Alessandro Dell’Acqua, kutupları en küçük ayrıntısına kadar dengeleme sanatında ustalaştı. Sonbahar Öncesi koleksiyonu, simetri kurallarını nazikçe kırmak için görünüşte farklı öğelerle oynayan, kendine özgü bir stil egzersizi gibi görünüyor. Bir showroom randevusunda “Öngörülebilir standartlara bağlı kalmaktan hoşlanmıyorum” dedi.
Dell’Acqua, yıkıma yol açmadan, günlük kıyafetlerin kartlarını yeniden karıştırmayı ve gardırobun temellerine yenilik ve zevkli bir havalılık getirmeyi başarıyor. Punk ve burjuva, seksi ve içine kapanık, gösterişli ve eskimiş, her koleksiyonda yeniden ele aldığı zıt referanslardır.

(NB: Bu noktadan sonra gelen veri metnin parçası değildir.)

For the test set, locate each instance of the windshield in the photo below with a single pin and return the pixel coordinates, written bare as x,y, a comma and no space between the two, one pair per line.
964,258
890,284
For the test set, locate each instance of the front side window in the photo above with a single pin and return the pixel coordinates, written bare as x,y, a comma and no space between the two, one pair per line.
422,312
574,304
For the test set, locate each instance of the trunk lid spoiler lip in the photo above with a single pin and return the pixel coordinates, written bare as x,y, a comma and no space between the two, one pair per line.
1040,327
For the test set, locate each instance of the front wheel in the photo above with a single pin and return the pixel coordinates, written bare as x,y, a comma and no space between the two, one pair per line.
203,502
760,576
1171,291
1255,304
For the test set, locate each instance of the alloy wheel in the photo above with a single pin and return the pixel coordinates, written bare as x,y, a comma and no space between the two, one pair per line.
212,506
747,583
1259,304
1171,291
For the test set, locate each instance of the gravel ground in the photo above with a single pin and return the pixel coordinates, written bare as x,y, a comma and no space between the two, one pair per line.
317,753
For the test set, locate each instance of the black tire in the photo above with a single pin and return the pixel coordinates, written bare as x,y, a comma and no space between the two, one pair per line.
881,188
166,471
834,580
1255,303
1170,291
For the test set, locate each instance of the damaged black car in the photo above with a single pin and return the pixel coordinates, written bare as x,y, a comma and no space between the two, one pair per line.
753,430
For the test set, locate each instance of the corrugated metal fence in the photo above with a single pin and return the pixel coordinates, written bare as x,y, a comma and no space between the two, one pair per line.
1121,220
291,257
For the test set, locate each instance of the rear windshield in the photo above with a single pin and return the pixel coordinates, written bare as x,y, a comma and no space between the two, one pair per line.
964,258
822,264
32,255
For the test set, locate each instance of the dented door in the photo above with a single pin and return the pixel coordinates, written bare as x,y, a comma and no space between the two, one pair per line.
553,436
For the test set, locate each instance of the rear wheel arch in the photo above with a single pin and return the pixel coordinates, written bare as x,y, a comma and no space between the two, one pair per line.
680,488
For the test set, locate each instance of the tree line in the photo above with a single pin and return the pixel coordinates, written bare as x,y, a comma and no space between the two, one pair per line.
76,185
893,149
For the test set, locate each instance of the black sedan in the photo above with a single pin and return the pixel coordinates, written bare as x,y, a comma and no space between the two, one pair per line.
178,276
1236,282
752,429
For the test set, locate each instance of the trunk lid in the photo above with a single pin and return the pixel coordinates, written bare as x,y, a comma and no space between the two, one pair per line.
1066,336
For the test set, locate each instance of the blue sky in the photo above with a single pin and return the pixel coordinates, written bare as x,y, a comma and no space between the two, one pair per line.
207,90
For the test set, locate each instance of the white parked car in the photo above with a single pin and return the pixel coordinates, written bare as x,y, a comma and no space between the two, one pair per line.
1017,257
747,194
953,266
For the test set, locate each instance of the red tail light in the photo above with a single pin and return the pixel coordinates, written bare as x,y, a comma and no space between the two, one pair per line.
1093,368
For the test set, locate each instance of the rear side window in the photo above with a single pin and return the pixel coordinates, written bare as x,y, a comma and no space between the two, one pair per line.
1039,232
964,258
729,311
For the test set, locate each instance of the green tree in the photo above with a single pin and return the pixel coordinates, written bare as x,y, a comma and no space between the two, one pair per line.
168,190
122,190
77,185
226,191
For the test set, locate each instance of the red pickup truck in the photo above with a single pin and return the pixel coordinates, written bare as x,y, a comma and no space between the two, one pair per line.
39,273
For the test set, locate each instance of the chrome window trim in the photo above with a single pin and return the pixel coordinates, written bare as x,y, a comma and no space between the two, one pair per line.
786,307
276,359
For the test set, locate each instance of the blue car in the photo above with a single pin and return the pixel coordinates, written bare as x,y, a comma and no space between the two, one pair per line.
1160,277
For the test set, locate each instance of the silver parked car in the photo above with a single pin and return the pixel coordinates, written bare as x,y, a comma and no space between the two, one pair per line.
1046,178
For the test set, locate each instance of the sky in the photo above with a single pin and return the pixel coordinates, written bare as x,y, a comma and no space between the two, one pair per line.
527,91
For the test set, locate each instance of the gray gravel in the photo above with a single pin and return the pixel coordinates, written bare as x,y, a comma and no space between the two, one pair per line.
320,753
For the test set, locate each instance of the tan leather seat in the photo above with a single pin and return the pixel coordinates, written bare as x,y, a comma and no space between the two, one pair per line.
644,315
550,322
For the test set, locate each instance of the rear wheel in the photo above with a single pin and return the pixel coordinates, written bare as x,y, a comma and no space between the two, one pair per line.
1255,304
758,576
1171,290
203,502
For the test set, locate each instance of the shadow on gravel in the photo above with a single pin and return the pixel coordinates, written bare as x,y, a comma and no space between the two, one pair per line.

Bulanık cinsiyet kodlarından oluşan bir katman eklemek, disiplinli ama aynı zamanda açıklayıcı karışımı daha da renklendiriyor.

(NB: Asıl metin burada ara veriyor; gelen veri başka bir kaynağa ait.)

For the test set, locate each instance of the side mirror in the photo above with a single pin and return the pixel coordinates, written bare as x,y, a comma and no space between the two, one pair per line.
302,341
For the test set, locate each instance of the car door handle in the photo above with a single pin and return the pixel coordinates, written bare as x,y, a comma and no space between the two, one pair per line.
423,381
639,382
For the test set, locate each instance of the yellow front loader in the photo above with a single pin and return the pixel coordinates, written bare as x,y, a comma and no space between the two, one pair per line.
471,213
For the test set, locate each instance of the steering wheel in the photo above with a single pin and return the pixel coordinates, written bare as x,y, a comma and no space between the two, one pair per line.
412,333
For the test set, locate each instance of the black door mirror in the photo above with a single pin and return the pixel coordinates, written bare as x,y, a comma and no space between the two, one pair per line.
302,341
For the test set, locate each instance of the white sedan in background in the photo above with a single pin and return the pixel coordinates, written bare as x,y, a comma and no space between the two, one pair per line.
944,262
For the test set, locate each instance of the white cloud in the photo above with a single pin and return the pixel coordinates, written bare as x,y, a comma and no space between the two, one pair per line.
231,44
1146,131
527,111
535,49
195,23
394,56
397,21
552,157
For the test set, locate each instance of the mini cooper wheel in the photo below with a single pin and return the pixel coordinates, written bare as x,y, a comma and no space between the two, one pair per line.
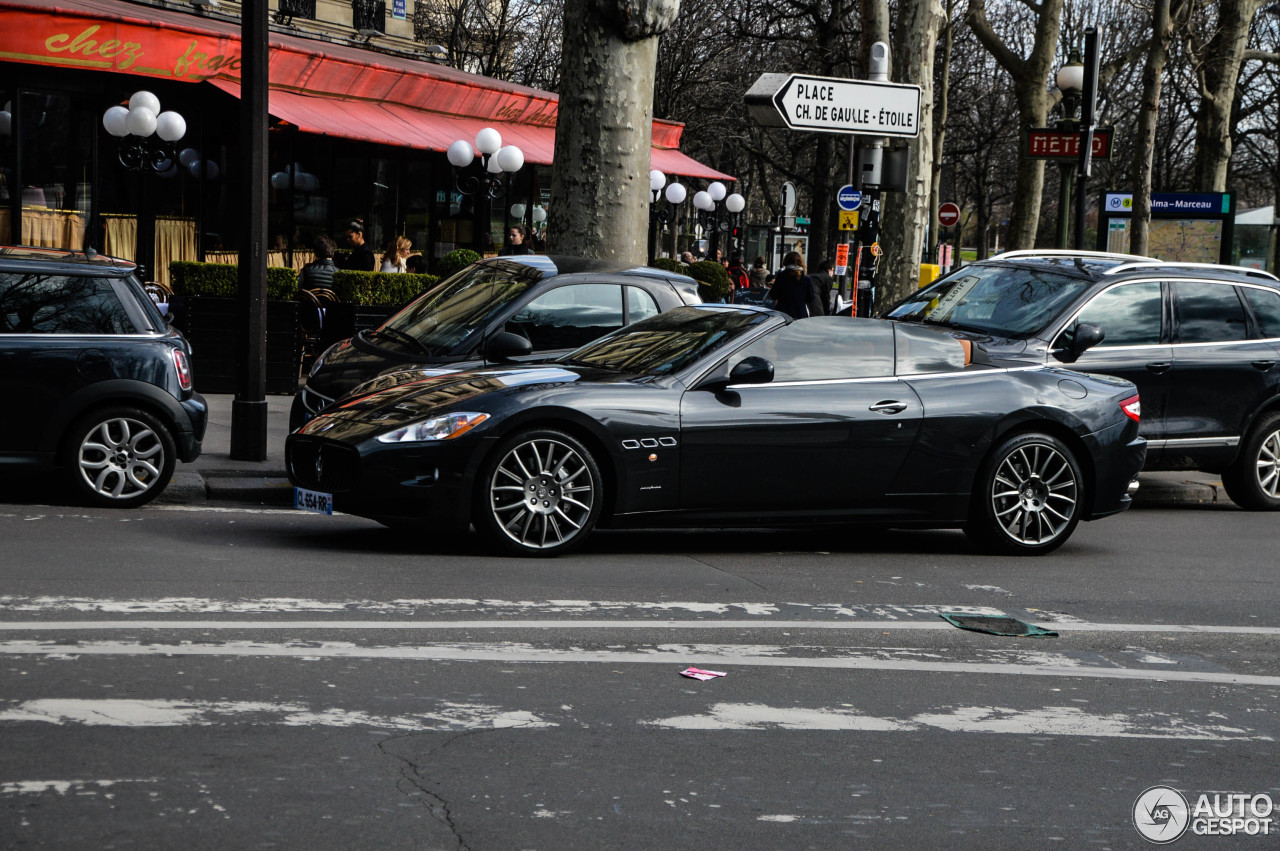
119,457
1253,479
1028,497
540,494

Tasarımcı sonbahar öncesi dönemini “Bir arada yaşama deneyi” olarak tanımladı. Klasik dokulu siyah beyaz tüvit, payetlerle süslenerek gündelik bir bomber ve mini etek takıma dönüştürüldü. Grunge kareli yün, siyah şifonla katmanlanmıştır ve fermuarlı bir bluz halinde kesilmiş olup, sağlam haki pamuklu geniş, rahat chinoslarla eşleştirilmiştir. Aynı şekilde, yemyeşil düşeste kabarık tiftik kazaklar fiyonk şeklindeki ultra minilerin içine sıkıştırıldı. Gümüş payetlerle dolu tüp etekler, büyük boy dolgulu bir ceketle giyildiğinde havalı görünürken, seksi yün dantel büstiyer üst, sanki spor bir giyim tarzıymış gibi yan ceplerle donatıldı. Pek çok ilgi çekici parçadan oluşan hafif eksantrik koleksiyon, Dell’Acqua’nın giyilebilirlik ile gündelik, duyusal bireyselliği birleştirme konusundaki mükemmel duygusunun altını çizdi.